1.Three masses, m1, m2, and m3, are lying on a plane without friction and are connected by a string. A force F is applied to the mass m1 so that the whole system accelerates along a straight line. What is the tension of the string T between the masses m1 and m2? What is the acceleration of the system?

2.A cylinder rolls without slipping on a horizontal plane and then up an incline. The linear speed of the cylinder at the beginning is v. What maximal height h will the cylinder reach?

1. the string is accelerating m2 and m3, so tension= (m2+m3)a

but a= F/(m1+m2+m3)

2. Figure the total energy of the rolling cyclinder: KE+ RE

1/2 mv^2 + 1/2 I w^2
1/2 mv^2+ 1/2 m r^2*v^2/r^2

so combine all that, then set it equal to mgh, and solve for h, the height it would up.

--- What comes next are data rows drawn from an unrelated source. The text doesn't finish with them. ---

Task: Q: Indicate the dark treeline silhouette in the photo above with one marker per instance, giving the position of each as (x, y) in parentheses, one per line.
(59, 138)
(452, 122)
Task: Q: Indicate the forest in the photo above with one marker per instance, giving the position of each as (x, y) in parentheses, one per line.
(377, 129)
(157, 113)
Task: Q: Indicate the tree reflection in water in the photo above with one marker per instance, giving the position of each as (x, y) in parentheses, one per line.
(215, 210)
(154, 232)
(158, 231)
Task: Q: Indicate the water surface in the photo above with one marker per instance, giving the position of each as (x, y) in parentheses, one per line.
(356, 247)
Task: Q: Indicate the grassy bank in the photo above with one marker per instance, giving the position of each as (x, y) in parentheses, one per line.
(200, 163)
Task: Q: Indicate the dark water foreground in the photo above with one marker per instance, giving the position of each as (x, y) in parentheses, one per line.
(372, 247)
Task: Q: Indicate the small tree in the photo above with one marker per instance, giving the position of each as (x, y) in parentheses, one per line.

1. To determine the tension of the string and the acceleration of the system, we need to apply Newton's second law of motion.

First, let's consider the tension in the string between masses m1 and m2. The tension in the string will be the same throughout, as the string is assumed to be massless and without friction.

The forces acting on mass m1 are the applied force F and the tension T. The forces acting on mass m2 are the tension T and the force of gravity mg.

Applying Newton's second law for mass m1:
F - T = m1 * a

Applying Newton's second law for mass m2:
T - mg = m2 * a

Since the overall system accelerates along a straight line, the acceleration will be the same for all masses. Hence, we can set m1 * a = m2 * a.

Now, solving the above equations simultaneously:
F - T = m1 * a
T - mg = m2 * a
m1 * a = m2 * a

We can cancel out the 'a' term on both sides of the equations, resulting in:
F - T = T - mg

Simplifying further:
F = 2T - mg

Rearranging the equation, we can solve for T:
T = (F + mg) / 2

So, the tension in the string between masses m1 and m2 is T = (F + mg) / 2.

To find the acceleration of the system, we can substitute this value of T back into one of the equations:
F - ((F + mg) / 2) = m1 * a

Solving for 'a', we get:
a = (2F - mg) / (2 * m1)

Therefore, the acceleration of the system is a = (2F - mg) / (2 * m1).

2. To determine the maximal height h that the cylinder will reach, we can apply the principle of conservation of energy.

Since the cylinder rolls without slipping, its kinetic energy is given by both its translational and rotational kinetic energy.

At the beginning, the linear speed v of the cylinder can be related to its angular velocity ω using the relationship v = R * ω, where R is the radius of the cylinder.

The initial kinetic energy of the cylinder is given by:
KE_initial = (1/2) * (1/2) * I * ω^2 + (1/2) * m * v^2
where I is the moment of inertia of the cylinder and m is its mass.

As the cylinder rolls up the incline, its linear speed decreases, reaching zero at the maximal height h. At this point, only potential energy is present.

The final potential energy of the cylinder is given by:
PE_final = m * g * h
where g is the acceleration due to gravity.

According to the conservation of energy principle, the initial kinetic energy is equal to the final potential energy:
KE_initial = PE_final

Substituting the expressions for KE_initial and PE_final, we get:
(1/2) * (1/2) * I * ω^2 + (1/2) * m * v^2 = m * g * h

Simplifying the equation:
(1/4) * I * ω^2 + (1/2) * m * v^2 = m * g * h

We also know the relationship between linear velocity and angular velocity: v = R * ω. Substituting this into the equation, we have:
(1/4) * I * (v / R)^2 + (1/2) * m * v^2 = m * g * h

Now, solve for h:
h = (1/4) * I * (v / R)^2 / (m * g) + (1/2) * (v / R)^2

Therefore, the maximal height h that the cylinder will reach is given by h = (1/4) * I * (v / R)^2 / (m * g) + (1/2) * (v / R)^2.